Parkinson's Disease Department of Neurology The University of Chicago Medical Center Hospitals



At present, the diagnosis of Parkinson's disease is made on a clinical basis. A physician, after carefully reviewing the history and conducting a physical examination, is able to come to this conclusion. There is no routine laboratory or blood test that can confirm this diagnosis. The definite diagnosis is made by examination of patient's brain after death.

Positron Emission Tomography (PET) scan can show characteristic abnormalities in patients with Parkinson's disease compared with the general population or those suffering from other neurological disorders. PET scan utilizes various radiolabeled substances and estimates the status of dopaminergic neurons in the brain. However, PET scans are mainly used as a research tool. Therefore, the diagnosis is based on finding typical clinical features of Parkinson's disease and excluding other disorders that can mimic Parkinson's disease.
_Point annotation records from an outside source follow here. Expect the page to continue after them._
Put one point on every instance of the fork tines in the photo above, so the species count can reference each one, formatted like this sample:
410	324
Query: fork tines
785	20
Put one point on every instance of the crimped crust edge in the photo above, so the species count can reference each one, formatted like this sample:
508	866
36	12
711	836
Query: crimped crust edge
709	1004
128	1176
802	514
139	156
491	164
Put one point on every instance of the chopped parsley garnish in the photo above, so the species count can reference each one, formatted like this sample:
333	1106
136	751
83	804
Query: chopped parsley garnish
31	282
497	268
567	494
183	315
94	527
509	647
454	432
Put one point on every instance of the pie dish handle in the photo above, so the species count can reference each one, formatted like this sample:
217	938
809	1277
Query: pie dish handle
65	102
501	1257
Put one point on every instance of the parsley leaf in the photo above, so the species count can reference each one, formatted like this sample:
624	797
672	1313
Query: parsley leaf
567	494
An MRI (magnetic resonance imaging) scan of the brain is often performed to rule out diseases such as stroke or normal pressure hydrocephalus that can mimic this disorder. In younger patients other disorders like Wilson's disease should be excluded. Appropriate tests in this case include examining the blood for levels of copper and ceruloplasmin. It is also important to review other medications the patient is taking. A number of drugs, especially anti-psychotic medications, can cause symptoms resembling Parkinson's disease.

There are other diseases that present with symptoms similar to those of Parkinson's disease (often called as "parkinsonism"). These are Parkinson-Plus Syndromes including Progressive Supranuclear Palsy, Corticobasal Degeneration and Multiple System Atrophy. These conditions are often associated with early difficulties with balance, difficulties with memory and trouble maintaining blood pressure when upright. The physician may look for specific signs including difficulty with eye movements and extreme stiffness and inability to carry out simple tasks on one side of the body. These conditions respond poorly to medications used in Parkinson's disease and have a poorer prognosis (outcome). The diagnosis and treatment of these conditions are best handled by physicians with specific expertise in these disorders.